Alphabet Inc. legal chief David Drummond unloaded about $145 million of stock -- his biggest share sale on record -- in the weeks before co-founder Larry Page stepped down as chief executive officer.
Drummond sold $72 million of stock in early November and an additional $73 million on Dec. 2, regulatory filings show. The latter disposal occurred a day before the Google parent announced that Sundar Pichai would succeed Page as CEO and become Drummond’s boss.
While he has sold stock periodically since joining the firm in 2002, Drummond has divested almost twice as much this year as he did in 2018. He was Google’s first lawyer and ran the search giant’s legal and corporate development arms for years before shifting to Alphabet in 2015.
Last year, Drummond was accused of having had a relationship with a female employee in the legal department. The woman, Jennifer Blakely, later came forward, saying Drummond abandoned her and their child and repeatedly violated rules governing workplace relationships.
Drummond, 56, has said the two underwent a difficult breakup and that he never started a relationship with anyone else at company.

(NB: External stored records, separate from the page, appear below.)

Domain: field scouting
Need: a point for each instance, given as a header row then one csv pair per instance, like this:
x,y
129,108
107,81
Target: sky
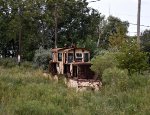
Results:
x,y
126,10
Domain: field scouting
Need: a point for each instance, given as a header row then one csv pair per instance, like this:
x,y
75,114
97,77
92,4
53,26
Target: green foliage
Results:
x,y
131,58
102,62
8,62
145,40
42,58
116,77
25,92
114,32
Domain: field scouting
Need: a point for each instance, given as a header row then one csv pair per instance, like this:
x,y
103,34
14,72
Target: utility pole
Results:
x,y
138,23
99,27
20,37
56,24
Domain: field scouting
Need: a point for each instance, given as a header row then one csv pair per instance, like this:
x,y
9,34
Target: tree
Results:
x,y
131,58
114,32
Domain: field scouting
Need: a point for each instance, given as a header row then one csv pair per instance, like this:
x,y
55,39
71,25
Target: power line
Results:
x,y
140,25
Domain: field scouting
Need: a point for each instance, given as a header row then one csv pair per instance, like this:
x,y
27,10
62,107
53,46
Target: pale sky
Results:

But the details, coupled with accusations of misconduct by other senior Google executives, gave more fuel to critics who said that the company hadn’t done enough to reform a culture where powerful men weren’t penalized for inappropriate relationships or sexual misconduct. Last year, thousands of Google employees worldwide walked off the job in protest.
This year, Alphabet’s board began investigating how misconduct matters were handled. The company no longer requires that workers sign away their right to challenge it in court. Some other executives accused of misconduct have left the company.

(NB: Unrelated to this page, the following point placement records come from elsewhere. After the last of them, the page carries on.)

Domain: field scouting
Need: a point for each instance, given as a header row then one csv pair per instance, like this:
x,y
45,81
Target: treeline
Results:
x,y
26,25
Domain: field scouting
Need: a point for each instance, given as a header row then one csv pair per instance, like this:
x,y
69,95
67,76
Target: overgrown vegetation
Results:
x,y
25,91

A Google spokeswoman declined to comment or to make Drummond available for comment.
Insider stock sales are closely watched by some investors to gauge management’s confidence in the business. That said, executive stock sales are hardly unusual. Most public-company bosses receive the bulk of their compensation in equity and periodically dispose of some of it to diversify their wealth.
Drummond has sold about 120,000 shares, worth roughly $157 million, so far this year. Regulatory filings suggest he collected most of those shares by exercising stock options with expiration dates from December 2020 through April 2022. The sales figures don’t exclude the cost of exercising those options.